Remote Hog

Billy Wilder Speaks
5 N 8:30 tonight
Turner Classic Movies

Who is Billy Wilder, oh dear trendy, young, spiky-haired, sheltered-but-tatted, pierced-as-if-you-fell-face-first-into-a-tackle box Weekly reader? Born Samuel Wilder in what is now Poland (his mother later nicknamed him Billy), he's only one of America's greatest filmmakers, responsible for such classics as Sunset Boulevard, The Apartment, Double Indemnity, The Lost Weekend, The Seven Year Itch and the one that's generally mentioned in the first breath when mentioning Wilder, Some Like It Hot. I thought I'd make it easier on you kiddies by rolling off the titles of Wilder films that were later remade for your generation, but other than the awful musical version of Sunset Boulevard, all that springs to mind is the Harrison Ford version of Sabrina—and none of you (or anyone) saw that. (Cue crickets.) Using archival footage, this documentary follows Wilder from his beginnings as a journalist and screenwriter in Berlin, which—as a Jew—he fled with the rise of the Nazis. (His mother, stepfather and grandmother all died at Auschwitz.) He arrived in Hollywood in 1933, shared an apartment with fellow emigre Peter Lorre and began a new screenwriting career that took off in 1939 with the release of Ninotchka starring Greta Garbo.
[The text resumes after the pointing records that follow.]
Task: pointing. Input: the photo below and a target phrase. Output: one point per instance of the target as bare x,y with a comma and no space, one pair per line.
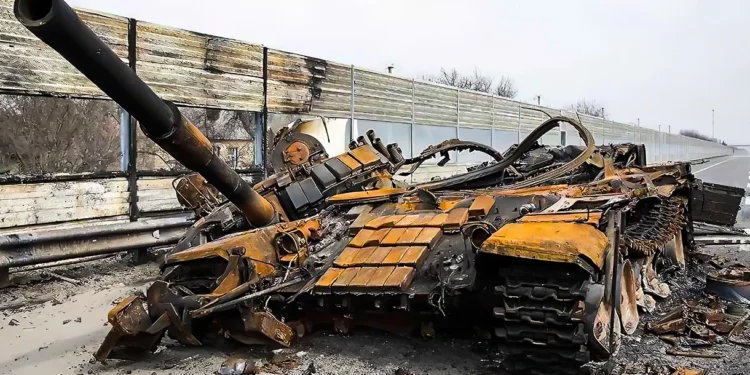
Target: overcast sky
665,62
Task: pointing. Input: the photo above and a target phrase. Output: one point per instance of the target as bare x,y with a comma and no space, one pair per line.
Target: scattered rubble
731,283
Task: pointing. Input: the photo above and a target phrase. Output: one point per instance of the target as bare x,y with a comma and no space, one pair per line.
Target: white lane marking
711,166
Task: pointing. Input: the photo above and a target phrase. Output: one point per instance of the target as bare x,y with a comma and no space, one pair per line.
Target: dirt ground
60,336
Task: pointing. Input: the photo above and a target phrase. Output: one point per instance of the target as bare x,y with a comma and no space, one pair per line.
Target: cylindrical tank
57,25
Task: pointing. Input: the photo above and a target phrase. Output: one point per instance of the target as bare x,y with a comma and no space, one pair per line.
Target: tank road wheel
599,323
628,309
539,314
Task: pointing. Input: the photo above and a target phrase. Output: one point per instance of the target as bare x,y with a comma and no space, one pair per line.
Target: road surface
732,171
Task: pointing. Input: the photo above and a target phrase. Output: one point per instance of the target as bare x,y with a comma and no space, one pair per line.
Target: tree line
506,87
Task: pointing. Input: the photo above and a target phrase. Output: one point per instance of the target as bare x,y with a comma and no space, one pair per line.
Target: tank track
538,318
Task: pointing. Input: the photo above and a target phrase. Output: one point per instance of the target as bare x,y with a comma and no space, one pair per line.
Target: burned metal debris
546,251
732,284
695,326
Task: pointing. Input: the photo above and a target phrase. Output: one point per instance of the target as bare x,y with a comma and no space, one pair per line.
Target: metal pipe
145,225
57,25
61,263
54,251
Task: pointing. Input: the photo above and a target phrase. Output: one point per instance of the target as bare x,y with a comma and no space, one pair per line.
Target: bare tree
226,129
46,135
476,82
588,107
506,88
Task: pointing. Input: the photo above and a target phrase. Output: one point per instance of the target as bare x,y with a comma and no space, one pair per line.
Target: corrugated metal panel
475,109
303,84
335,94
52,202
27,65
156,194
381,97
200,70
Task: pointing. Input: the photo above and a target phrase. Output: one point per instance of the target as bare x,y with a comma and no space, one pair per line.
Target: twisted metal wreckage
548,251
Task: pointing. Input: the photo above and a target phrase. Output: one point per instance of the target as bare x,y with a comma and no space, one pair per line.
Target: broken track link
538,317
658,224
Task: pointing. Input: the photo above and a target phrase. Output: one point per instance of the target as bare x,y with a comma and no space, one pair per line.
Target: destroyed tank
545,252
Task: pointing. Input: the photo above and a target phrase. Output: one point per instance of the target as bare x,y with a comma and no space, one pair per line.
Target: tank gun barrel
57,25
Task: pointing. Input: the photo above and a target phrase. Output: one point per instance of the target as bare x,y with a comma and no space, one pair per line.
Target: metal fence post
132,170
264,129
659,142
492,129
518,128
411,128
458,119
351,107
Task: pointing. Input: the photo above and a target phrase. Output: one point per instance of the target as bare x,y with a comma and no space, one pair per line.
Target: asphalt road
732,171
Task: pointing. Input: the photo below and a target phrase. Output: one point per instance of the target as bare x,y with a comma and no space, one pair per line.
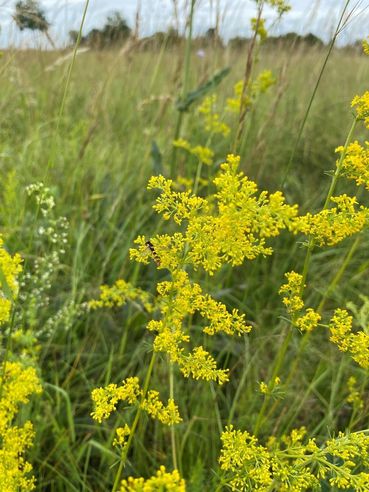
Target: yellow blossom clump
204,154
10,267
292,290
355,163
122,433
354,395
281,5
266,389
258,26
228,227
163,481
178,301
331,226
245,98
106,400
357,344
211,118
309,321
361,105
18,384
118,294
293,463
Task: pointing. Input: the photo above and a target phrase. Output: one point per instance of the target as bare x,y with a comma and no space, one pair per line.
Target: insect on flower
155,255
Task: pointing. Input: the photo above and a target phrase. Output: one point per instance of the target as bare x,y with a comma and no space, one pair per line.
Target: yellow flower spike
122,433
163,481
361,105
357,344
309,321
355,164
292,300
293,463
18,385
106,400
331,226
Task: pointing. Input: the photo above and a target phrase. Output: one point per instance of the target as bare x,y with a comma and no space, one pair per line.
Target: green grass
97,165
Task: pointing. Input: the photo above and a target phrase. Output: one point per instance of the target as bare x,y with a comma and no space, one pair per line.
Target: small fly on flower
155,255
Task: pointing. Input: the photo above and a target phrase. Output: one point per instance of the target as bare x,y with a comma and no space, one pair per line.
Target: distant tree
29,15
238,43
116,29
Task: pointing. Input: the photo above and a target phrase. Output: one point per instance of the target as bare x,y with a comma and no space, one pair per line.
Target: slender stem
322,70
126,448
185,85
305,270
172,430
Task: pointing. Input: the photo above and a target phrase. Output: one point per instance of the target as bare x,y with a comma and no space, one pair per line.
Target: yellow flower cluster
331,226
122,435
292,288
281,5
354,394
309,321
10,267
18,385
355,164
106,400
269,389
178,300
361,104
163,481
204,154
228,227
258,26
262,83
357,344
292,465
366,46
212,121
118,294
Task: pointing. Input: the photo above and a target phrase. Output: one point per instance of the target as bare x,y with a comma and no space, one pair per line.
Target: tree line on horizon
30,15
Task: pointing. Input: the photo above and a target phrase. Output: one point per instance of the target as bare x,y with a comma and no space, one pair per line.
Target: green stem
302,126
172,430
185,85
126,448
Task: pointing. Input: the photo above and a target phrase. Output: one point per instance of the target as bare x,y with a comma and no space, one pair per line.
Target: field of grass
95,141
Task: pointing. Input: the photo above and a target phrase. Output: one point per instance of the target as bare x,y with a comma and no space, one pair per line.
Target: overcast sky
317,16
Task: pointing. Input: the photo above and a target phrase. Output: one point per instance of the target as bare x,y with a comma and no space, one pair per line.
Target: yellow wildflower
291,463
292,300
106,399
356,163
357,344
163,481
331,226
18,384
309,321
122,435
258,26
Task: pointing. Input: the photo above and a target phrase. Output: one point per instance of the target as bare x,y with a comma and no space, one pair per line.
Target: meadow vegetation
166,324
And the rest is movie history, which you'll get your fill of tonight. In fact, make a night of it by hiding the remote and keeping TCM on for two darker pictures from the director known mostly for light comedies. Double Indemnity, whose 1944 release date makes it among the earliest film noirs, was co-written by Wilder and hard-boiled crime novelist Raymond Chandler. The Lost Weekend, the first American film to seriously dramatize alcoholism, gets what's arguably the best performance given on film by Ray Milland. It won Wilder best director and best adapted screenplay (from the Charles R. Jackson story) Oscars. Double Indemnity is shown at 6:30 and The Lost Weekend at 10. By the time the night is over, you'll know why Gramps keeps saying they don't make movies like they used to.